KIP-2┃Deploy KUMA Protocol on Ethereum

Mimo Labs proposes to deploy the KUMA Protocol on Ethereum.

Since Mimo Labs gives the ownership of the newly KUMA Protocol to the vMIMO holders, it is now their decision whether or not to deploy the protocol.

The proposal presents an overview of the KUMA smart contracts (the “KUMA Protocol”) with the main features and requests a vote from vMIMO holders regarding a potential deployment.

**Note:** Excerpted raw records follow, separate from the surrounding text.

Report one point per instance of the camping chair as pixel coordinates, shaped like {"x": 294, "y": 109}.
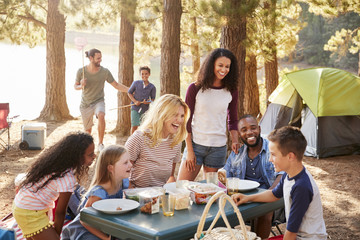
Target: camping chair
{"x": 5, "y": 124}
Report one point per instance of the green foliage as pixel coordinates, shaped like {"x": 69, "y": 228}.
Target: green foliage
{"x": 333, "y": 35}
{"x": 344, "y": 38}
{"x": 23, "y": 21}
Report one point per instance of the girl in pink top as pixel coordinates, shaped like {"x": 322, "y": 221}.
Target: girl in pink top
{"x": 52, "y": 176}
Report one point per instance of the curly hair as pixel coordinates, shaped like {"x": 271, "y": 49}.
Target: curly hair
{"x": 60, "y": 158}
{"x": 206, "y": 75}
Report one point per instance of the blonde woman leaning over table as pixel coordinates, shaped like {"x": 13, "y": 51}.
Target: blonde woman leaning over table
{"x": 155, "y": 147}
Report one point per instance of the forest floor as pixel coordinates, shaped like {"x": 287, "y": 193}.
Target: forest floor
{"x": 337, "y": 177}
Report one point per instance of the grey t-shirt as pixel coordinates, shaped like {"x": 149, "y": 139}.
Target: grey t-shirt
{"x": 94, "y": 89}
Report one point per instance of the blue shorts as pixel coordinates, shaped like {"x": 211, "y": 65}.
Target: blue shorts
{"x": 213, "y": 157}
{"x": 135, "y": 118}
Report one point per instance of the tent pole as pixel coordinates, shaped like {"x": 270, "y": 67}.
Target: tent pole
{"x": 317, "y": 137}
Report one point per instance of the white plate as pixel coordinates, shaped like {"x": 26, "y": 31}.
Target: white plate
{"x": 172, "y": 186}
{"x": 247, "y": 185}
{"x": 110, "y": 205}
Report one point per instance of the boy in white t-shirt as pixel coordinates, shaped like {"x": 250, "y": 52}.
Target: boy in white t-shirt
{"x": 301, "y": 195}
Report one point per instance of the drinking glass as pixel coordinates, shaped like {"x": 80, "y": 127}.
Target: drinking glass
{"x": 168, "y": 204}
{"x": 212, "y": 177}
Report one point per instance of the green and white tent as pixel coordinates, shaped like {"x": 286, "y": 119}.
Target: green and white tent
{"x": 324, "y": 103}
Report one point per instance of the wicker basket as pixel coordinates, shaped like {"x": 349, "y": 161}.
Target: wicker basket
{"x": 222, "y": 233}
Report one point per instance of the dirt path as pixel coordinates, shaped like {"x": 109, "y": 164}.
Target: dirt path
{"x": 338, "y": 178}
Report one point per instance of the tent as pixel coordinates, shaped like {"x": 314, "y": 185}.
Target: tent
{"x": 324, "y": 103}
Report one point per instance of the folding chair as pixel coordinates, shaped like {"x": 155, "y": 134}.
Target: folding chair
{"x": 5, "y": 124}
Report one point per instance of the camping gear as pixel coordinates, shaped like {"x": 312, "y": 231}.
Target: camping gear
{"x": 324, "y": 103}
{"x": 223, "y": 233}
{"x": 5, "y": 124}
{"x": 33, "y": 136}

The features associated with the KUMA Protocol represent a significant technological advancement for Real World Assets tokenization protocols as we know them today.


KUMA Protocol Overview

The KUMA Protocol is a decentralized protocol issuing interest-bearing tokens backed by regulated NFTs, themselves backed by Real World Assets (RWA). At start the KUMA Protocol could (depending on a vote from the vMIMO holders) accept regulated KUMA NFTs that are backed by a variety of real world assets, starting with sovereign bonds.

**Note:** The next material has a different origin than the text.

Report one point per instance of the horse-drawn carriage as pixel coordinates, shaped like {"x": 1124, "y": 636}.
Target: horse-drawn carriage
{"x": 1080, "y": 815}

The KUMA Protocol and tokens have been designed to be more user-friendly than traditional assets. Unlike the latter, which can be difficult for business & retail investors to understand and access, the KUMA interest-bearing tokens (KIBT) can be easily bought and sold on decentralized applications, making them accessible to a broader range of users. Furthermore, because the KUMA Protocol uses blockchain technology, the entire process of issuing the tokens is audited, transparent and secure.

How does it work ?

The KUMA Protocol accepts to swap regulated NFTs backed by RWAs (soarting with bonds) in exchange of composable interest-bearing tokens (KIBT) based on the metadata of the NFT. A fixed number of KIBT will be minted with parameterised interest rates. The KIBT interest rate can be updated by having a user exchanging its regulated NFT from the same risk category, or when central bank rates change.

The KIBT (Kuma Interest Bearing Token) are ERC-20 stablecoins whose balance changes over time due to interest accrual. They can be used across the broader blockchain ecosystems such as DeFi, GameFi or NFT platforms.

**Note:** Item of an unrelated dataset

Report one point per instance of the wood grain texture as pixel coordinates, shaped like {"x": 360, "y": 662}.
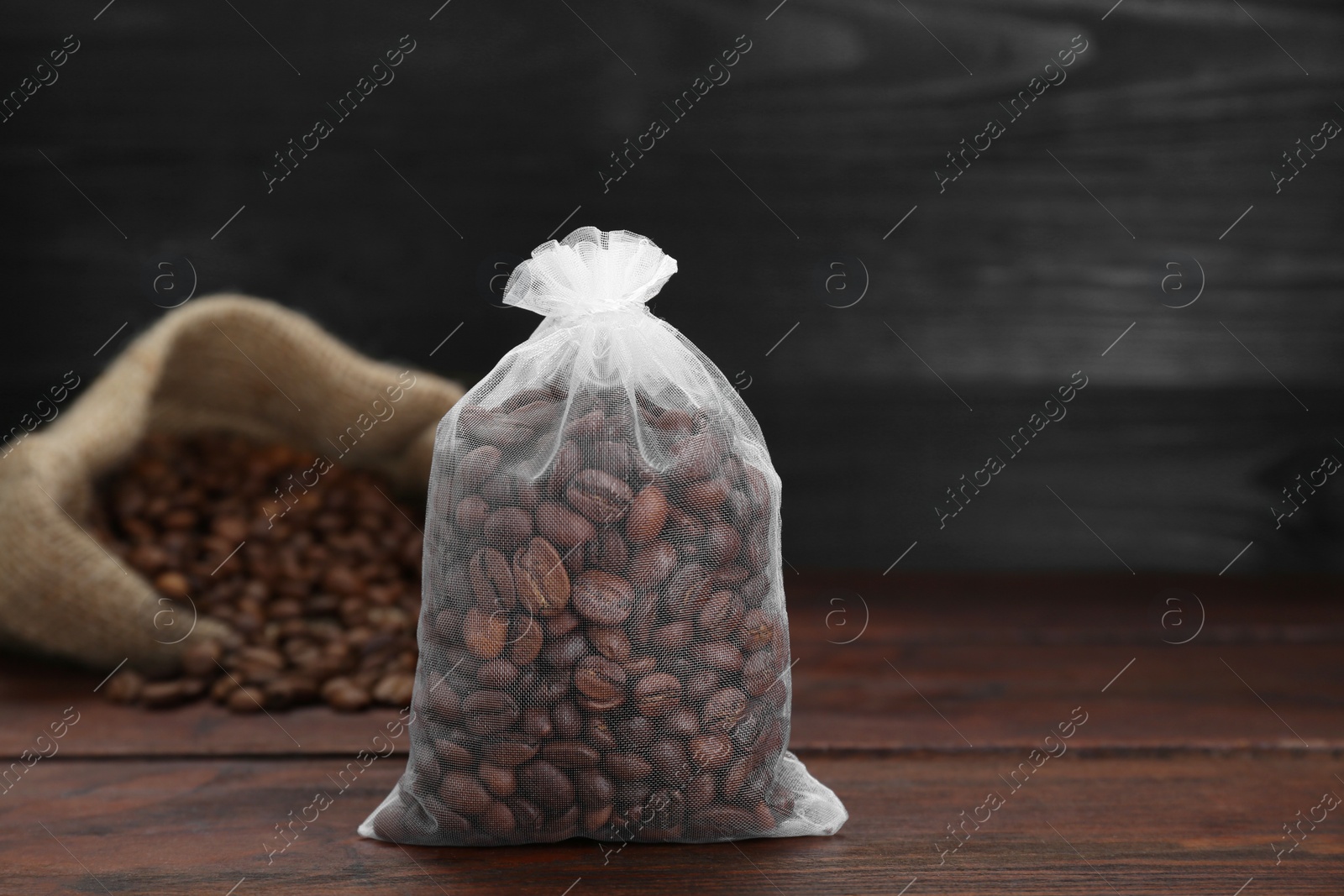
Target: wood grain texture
{"x": 972, "y": 663}
{"x": 1176, "y": 825}
{"x": 831, "y": 129}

Smart Contract Architecture

Mimo Capital AG (MCAG):
The centralized entity that holds the physical bonds backing KUMA Bonds NFTs is MCAG (via custody partners). It ensures that for every KUMA NFTs in circulation, an underlying bond is backing its value off-chain. Users are able to trade, transfer their NFTs by themselves, but the physical assets are always held solely by MCAG. Additionally, MCAG maintains the central bank oracle and a multisig with a manager role in the MCAG access controller to manage centralized aspects of the system.

KUMA Bonds NFTs:
While KUMA is not limited to bonds, the first KUMA regulated NFTs will be sovereign bonds. Each KUMA NFT is non-fungible and transferable. They follow the ERC-721 standard, the NFT standard. The NFT holder can sell back the NFT off-chain to MCAG for the market-rate bond value at any point. Some bonds can be represented by clone bond NFTs (More details below). Each token contains metadata that provides details about the underlying asset backing its value.

Metadata include:

  • currency Currency of the bond - example : USD
  • country Treasury issuer - example : US
  • term Lifetime of the bond ie. maturity in seconds - issuance date - example : 10 years
  • maturity Date on which the principal amount becomes due - timestamp is seconds
  • issuance Bond issuance date - timestamp in seconds
  • coupon Annual interest rate (minus commission) paid on the bond per - rate per second
  • principal Bond face value
  • cusip-isin Identification number of the underlying bond
  • riskCategory Unique risk category identifier computed with keccack256(abi.encode(currency, country, term)) - each token belongs to a single riskCategory

Note: KUMA NFTs are minted unilaterally by Mimo Capital AG. The KUMA DAO has no control over them.

Note 2: By CBR we mean Central Bank Rate minus MCAG commission.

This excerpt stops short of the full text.